In both step S400 of performing the instruction tuning or learning and step S500 performing inference of the method for performing the instruction tuning of the language model using the heterogeneous languages according to an embodiment illustrated FIG. 14, the cross-language instruction is applied to the first instruction tuning dataset and/or the second instruction tuning dataset.

Accordingly, not only is learning or tuning of a language model performed by applying the cross-language instruction to the first instruction tuning dataset and/or the second instruction tuning dataset, but inference is also performed by applying the cross-language instruction to the first instruction tuning dataset and/or the second instruction tuning dataset.

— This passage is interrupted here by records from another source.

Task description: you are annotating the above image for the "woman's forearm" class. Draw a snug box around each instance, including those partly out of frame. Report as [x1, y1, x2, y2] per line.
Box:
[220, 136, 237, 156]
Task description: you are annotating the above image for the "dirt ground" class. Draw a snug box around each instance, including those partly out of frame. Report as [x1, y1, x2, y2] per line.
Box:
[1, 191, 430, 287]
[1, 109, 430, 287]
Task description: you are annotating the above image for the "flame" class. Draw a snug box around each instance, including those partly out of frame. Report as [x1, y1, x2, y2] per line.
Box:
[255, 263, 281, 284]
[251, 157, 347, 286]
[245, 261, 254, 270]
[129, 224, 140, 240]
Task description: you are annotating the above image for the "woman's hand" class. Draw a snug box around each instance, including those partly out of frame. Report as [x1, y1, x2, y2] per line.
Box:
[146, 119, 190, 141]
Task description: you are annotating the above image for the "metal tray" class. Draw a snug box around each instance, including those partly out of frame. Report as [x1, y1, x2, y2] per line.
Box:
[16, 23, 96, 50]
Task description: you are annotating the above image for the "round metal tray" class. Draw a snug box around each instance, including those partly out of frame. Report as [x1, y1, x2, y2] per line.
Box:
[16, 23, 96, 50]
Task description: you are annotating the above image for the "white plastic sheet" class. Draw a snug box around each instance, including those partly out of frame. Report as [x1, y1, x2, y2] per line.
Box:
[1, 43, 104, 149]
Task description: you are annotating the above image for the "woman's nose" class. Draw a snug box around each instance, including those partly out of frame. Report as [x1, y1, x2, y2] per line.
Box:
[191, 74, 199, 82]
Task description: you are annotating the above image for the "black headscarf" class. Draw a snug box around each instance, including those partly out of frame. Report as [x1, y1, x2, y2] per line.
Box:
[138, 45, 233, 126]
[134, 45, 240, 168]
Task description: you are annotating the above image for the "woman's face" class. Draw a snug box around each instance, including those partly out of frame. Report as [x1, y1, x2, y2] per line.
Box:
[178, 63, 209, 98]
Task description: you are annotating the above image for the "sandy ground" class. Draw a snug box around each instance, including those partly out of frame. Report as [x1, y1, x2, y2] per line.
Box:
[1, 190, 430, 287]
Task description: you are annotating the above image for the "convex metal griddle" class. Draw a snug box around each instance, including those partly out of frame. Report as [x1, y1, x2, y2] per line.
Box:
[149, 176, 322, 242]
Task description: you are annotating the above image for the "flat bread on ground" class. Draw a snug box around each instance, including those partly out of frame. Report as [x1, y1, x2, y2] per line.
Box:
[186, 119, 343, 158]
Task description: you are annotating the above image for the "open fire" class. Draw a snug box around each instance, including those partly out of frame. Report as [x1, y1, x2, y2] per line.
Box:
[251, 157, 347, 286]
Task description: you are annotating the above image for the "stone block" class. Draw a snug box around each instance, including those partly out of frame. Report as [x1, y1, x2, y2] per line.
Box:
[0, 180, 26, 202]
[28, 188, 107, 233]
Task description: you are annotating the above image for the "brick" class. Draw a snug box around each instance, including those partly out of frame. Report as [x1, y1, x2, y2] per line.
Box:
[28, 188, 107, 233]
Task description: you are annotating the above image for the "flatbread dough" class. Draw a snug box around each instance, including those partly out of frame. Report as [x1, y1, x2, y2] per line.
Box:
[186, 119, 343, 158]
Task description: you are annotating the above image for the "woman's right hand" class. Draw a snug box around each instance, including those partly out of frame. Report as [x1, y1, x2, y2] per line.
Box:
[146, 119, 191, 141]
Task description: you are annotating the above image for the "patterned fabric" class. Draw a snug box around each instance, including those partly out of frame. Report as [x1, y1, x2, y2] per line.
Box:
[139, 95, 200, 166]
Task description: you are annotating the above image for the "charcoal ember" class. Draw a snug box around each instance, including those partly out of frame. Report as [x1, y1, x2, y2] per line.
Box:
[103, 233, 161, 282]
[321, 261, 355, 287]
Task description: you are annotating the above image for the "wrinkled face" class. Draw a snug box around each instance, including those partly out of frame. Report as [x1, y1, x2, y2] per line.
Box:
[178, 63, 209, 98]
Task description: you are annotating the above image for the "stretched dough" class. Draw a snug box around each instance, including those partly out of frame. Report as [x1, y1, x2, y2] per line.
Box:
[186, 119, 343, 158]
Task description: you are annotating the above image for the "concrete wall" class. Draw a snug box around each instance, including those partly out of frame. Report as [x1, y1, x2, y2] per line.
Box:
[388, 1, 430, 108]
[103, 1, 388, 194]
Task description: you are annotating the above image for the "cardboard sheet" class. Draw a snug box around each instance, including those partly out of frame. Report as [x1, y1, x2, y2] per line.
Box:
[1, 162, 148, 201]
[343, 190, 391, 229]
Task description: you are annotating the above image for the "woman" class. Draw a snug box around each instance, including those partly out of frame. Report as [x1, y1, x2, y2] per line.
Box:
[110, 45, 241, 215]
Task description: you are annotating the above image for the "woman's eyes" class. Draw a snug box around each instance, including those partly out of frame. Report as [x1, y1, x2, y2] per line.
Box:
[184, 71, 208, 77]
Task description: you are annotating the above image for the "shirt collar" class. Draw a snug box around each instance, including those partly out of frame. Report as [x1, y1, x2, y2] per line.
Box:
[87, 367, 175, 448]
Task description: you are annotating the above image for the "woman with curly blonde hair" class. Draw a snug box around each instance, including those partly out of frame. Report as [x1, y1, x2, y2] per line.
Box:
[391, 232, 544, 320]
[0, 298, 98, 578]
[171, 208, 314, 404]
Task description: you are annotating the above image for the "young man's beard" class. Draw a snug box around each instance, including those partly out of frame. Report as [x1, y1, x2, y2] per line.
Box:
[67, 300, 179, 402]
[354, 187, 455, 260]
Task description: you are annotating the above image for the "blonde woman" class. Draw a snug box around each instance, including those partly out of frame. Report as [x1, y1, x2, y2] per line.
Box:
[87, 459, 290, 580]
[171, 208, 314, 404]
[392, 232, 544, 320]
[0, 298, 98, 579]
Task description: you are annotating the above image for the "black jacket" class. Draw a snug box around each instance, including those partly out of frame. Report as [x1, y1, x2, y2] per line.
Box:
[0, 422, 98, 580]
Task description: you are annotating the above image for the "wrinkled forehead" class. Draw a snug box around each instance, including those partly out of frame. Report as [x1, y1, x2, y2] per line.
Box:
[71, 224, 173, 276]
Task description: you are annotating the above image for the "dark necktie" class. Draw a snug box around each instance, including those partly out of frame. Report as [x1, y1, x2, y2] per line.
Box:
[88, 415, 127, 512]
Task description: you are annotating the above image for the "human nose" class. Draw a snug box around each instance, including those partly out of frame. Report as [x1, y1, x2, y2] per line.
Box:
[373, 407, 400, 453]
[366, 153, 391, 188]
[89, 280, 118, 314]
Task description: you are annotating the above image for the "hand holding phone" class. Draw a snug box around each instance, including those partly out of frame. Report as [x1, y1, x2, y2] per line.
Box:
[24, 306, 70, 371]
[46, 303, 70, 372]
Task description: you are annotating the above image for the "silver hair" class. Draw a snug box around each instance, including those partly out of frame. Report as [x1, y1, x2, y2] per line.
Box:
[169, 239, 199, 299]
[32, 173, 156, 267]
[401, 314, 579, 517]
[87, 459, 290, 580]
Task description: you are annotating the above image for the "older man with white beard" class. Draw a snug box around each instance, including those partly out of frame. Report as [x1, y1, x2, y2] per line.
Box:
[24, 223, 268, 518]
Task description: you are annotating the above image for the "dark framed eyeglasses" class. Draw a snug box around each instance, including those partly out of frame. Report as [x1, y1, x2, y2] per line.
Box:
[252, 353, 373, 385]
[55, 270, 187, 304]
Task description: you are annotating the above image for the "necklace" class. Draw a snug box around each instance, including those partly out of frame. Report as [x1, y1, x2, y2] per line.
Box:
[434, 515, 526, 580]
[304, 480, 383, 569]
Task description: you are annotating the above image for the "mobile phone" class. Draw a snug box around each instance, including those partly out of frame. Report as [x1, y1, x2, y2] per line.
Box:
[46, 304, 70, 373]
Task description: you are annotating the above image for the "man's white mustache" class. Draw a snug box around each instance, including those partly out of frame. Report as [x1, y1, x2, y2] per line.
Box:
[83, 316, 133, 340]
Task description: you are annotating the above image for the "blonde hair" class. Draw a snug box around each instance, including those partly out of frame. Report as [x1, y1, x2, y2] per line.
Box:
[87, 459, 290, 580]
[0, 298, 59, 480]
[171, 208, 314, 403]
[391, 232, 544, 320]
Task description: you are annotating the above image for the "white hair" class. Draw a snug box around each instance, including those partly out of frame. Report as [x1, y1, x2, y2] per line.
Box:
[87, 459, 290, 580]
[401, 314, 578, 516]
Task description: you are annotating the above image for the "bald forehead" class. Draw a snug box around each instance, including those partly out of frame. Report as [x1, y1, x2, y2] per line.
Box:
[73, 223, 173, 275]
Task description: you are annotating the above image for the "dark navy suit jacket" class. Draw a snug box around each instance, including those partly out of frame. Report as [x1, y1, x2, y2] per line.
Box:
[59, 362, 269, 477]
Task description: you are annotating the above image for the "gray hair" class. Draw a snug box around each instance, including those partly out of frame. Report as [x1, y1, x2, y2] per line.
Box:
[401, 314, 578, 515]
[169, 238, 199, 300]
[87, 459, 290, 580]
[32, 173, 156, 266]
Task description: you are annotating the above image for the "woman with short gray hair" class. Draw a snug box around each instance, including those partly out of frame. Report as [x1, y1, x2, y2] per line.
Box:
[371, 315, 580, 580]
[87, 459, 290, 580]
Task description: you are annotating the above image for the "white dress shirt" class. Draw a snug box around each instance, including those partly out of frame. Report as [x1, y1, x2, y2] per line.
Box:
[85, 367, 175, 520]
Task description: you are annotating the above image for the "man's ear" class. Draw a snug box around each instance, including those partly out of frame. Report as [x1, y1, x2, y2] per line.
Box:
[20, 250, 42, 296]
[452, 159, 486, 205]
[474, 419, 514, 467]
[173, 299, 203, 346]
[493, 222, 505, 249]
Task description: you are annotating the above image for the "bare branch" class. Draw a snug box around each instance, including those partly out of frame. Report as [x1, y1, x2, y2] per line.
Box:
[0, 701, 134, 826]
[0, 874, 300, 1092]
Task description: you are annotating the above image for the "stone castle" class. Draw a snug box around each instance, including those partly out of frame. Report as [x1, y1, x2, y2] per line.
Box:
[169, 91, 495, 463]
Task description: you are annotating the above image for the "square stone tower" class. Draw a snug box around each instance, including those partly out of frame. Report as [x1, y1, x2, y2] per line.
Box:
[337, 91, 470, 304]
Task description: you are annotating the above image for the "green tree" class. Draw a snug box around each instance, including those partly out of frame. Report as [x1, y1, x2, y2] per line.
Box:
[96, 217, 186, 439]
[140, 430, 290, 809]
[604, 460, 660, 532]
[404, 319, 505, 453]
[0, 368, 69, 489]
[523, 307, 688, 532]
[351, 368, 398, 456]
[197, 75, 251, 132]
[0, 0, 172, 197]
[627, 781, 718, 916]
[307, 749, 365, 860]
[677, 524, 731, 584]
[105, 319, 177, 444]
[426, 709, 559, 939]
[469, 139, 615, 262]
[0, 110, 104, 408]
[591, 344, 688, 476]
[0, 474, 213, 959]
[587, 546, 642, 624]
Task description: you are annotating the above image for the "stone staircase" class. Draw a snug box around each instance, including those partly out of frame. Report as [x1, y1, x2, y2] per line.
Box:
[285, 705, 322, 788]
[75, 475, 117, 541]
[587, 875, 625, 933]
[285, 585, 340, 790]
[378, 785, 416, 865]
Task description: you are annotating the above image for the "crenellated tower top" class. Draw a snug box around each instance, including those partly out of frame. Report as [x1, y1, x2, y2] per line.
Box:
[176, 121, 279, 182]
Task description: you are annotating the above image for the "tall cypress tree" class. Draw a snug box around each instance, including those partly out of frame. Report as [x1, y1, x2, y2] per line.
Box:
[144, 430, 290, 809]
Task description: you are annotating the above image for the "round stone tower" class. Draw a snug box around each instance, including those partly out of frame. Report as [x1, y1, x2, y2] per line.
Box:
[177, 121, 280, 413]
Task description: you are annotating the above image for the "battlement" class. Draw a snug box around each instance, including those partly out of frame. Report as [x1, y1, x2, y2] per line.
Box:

The embodiments of the present disclosure described above may be implemented in the form of program commands which may be executed through various types of computer constituting elements and recorded in a computer-readable recording medium. The computer-readable recording medium may include program commands, data files, and data structures separately or in combination thereof. The program commands recorded in the computer-readable recording medium may be those designed and configured specifically for various embodiments of the present disclosure or may be those commonly available for those skilled in the field of computer software. Examples of a computer-readable recoding medium may include magnetic media such as hard-disks, floppy disks, and magnetic tapes; optical media such as CD-ROMs and DVDs; and hardware devices specially designed to store and execute program commands such as ROM, RAM, and flash memory. Examples of program commands include not only machine codes such as those generated by a compiler but also high-level language codes which may be executed by a computer through an interpreter and the like. The hardware device may be replaced with by one or more software modules to perform the operations of various embodiments of the present disclosure, and vice versa.

Specific executions described in the present disclosure are exemplary embodiments and the scope of various embodiments of the present disclosure is not limited even by any method. For brevity of the specification, descriptions of conventional electronic configurations, control systems, software, and other functional aspects of the systems may be omitted. Further, connection or connection members of lines among components exemplarily represent functions connections and/or physical or circuitry connections and may be represented as various functional connections, physical connections, or circuitry connections which are replaceable or added in an actual device. Further, unless otherwise specified, such as “essential” or “important,” the connections may not be components particularly required for application of various embodiments of the present disclosure.

Further, in the detailed description of the present disclosure, which is described, while the present disclosure has been described with respect to the preferred embodiments, it will be understood by those skilled in the art or those skilled in the art having ordinary knowledge in the technical field that various changes and modifications of various embodiments of the present disclosure may be made without departing from the spirit and the technical scope of the present disclosure described in the following claims. Accordingly, the technical scope of various embodiments of the present disclosure should not be limited to the contents described in the detailed description of the present disclosure but should be defined by the claims.

Some embodiments of the present disclosure relate to a method and system for performing instruction tuning using heterogeneous languages, and can be used in the artificial intelligence industry, and thus have industrial applicability.